My research focuses on engineering surfaces for applications in batteries and other systems. I am particularly interested in the use of atomic and molecular layer deposition and plasma activation processes for surface functionalization. My aim is to engineer desired properties such as ion selectivity and conductivity. While my current research focuses on organic and hybrid organic-inorganic materials such as polyamides and metalcones, much of my work is applicable to inorganics as well.

What attracted you to the MSE program?

Because MSE is a program, it allows a high degree of freedom when choosing your advisor, your research topic and your collaborators. While my advisor is in Mechanical Engineering, our collaborators are in Physics, Civil Engineering and Chemical and Biological Engineering, just to name a few. I really enjoy the interdisciplinary focus of the program. Additionally, many of the faculty associated with the program research technologies and science related to renewable energy.

How has the program benefited your research?

The program allows for broad collaborations and has an emphasis on interdisciplinary work. I believe that this has both enhanced and expanded my research quality and experience. The program also provides tremendous support to its students. The program administration, faculty and students support both your personal and professional endeavors. Alex, Laramie and my peers have been so helpful in overcoming many of the challenges that I’ve faced over the last year. Without a strong support group, the challenges of research can seem overwhelming, and the community in MSE really helps with that.

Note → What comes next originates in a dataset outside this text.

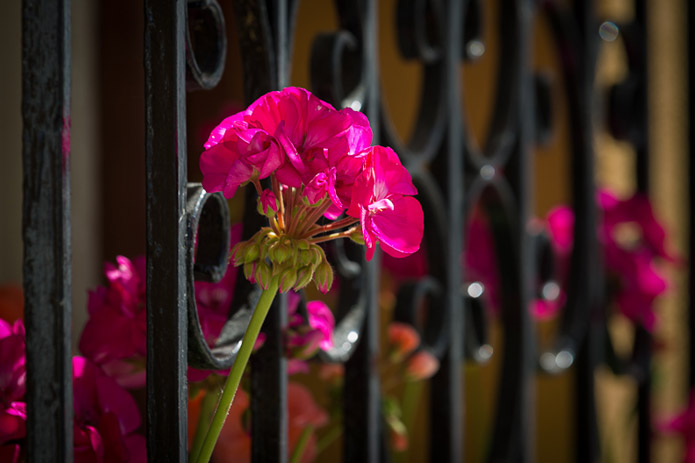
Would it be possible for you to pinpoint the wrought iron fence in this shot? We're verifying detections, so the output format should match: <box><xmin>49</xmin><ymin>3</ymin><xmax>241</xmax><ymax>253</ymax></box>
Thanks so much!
<box><xmin>22</xmin><ymin>0</ymin><xmax>695</xmax><ymax>462</ymax></box>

How do you strike a balance between your work as a student and your personal life?

Finding a work-life balance in graduate school is tough, but the opportunities and people at CU encourage this balance. I have been a part of a couple club sports, including the swim and triathlon teams. Boulder can fit the stereotype of climbing/outdoorsy people and there are many opportunities for that here. But I have also enjoyed going to Pearl Street, going to breweries with friends and making the short trip to Denver for all of the museums and art galleries. What makes work-life balance easier is the fact that almost everyone in the MSE program has hobbies and activities outside of research, so happy hours and coffee chats don’t revolve around your work.

What do you do for fun or in your spare time (if you have any!)?

I am a member of the triathlon club. I enjoy reading books and spending time with my dog. And every Thursday is bingo night.

What is your favorite film(s), book(s), sport(s) or other media-related interests, and why? Do your interests in art, literature, and cinema have an influence on your research and goals as a materials scientist?

My interest in books is varied. One book that I recently enjoyed was Cathedral of the Wild by Boyd Varty. In some ways this relates to my motivation to research materials because I relate to Boyd’s love for nature.